Nada menguap lebar sambil merentangkan kedua tangannya, masker yang menutupi sebagian wajahnya tertarik ke atas menyentuh matanya. Tangannya bergerak membetulkan, sesekali pandangannya menyapu sekitarnya. Terlihat wajah letih para penumpang bis dengan kaki terentang keluar dari bangku yang mereka tempati, membuat pemandangan terasa menyedihkan.

Perjalanan ke kota kelahirannya kali ini terasa lebih lambat, waktu tempuh yang seharusnya hanya tiga jam mundur menjadi lima jam. Di tengah perjalanan terjadi kerusakan mesin sehingga bis yang ia tumpangi harus berhenti mendadak.

Sopir dan kernet turun memeriksa mobil sambil sebelumnya meminta maaf pada penumpang karena keterlambatan dan ketidak nyamanan perjalanan kali ini.

Drrttt.. drrttt, hp di saku jaket Nada bergetar.

"Hallo, Non Nada? Sudah sampai mana Non, kok jam segini belum datang?" suara bi Ani terdengar khawatir.

"Iya Bi, masih di jalan. Bis nya mogok jadi telat datangnya. Ntar kalau sudah sampai balai desa Nada telpon ya Bi"

"Hati-hati ya Non, sudah malam soalnya. Bibi khawatir, atau Non biar dijemput pak Joko aja. Sebutin alamatnya, biar disusulin kesana ya Non?"

"Nggak usah Bi, lagian bis nya udah baik kok. Nih sudah jalan lagi, Bibi tunggu di rumah aja ya, tolong siapin teh anget sama nasi goreng ya Bi. Hehe, Nada laper"

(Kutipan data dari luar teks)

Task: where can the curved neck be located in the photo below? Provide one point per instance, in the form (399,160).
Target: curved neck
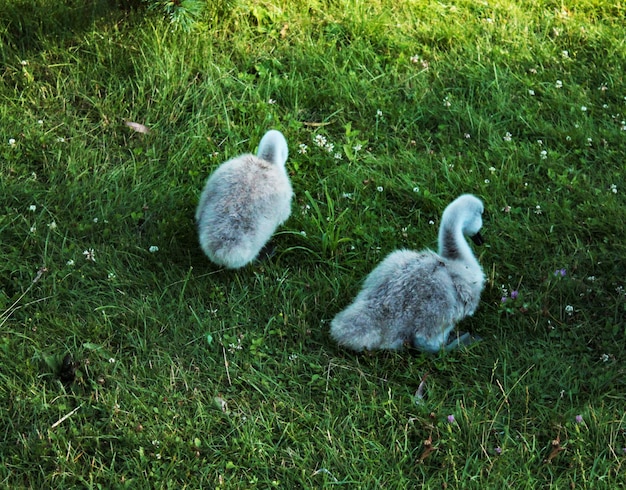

"Iya Non, udah Bibi siapin. Pokoknya Non Nada yang hati-hati ya," suara bi Ani di ujung telpon. Nada tersenyum, tak sabar ingin bertemu bi Ani yang sangat dirindukannya. Sosok wanita tua yang sudah dianggap seperti Ibunya sendiri.

🌹🌹🌹

Nada celingukan mencari seseorang yang akan menjemputnya. Hawa malam yang dingin menyeruak menembus tulang, Nada mengetatkan kerah jaketnya menarik retsleting hingga ke atas menutup rapat leher jenjangnya. Sesekali dikibaskan tangannya mengusir hawa dingin yang mulai mengusiknya.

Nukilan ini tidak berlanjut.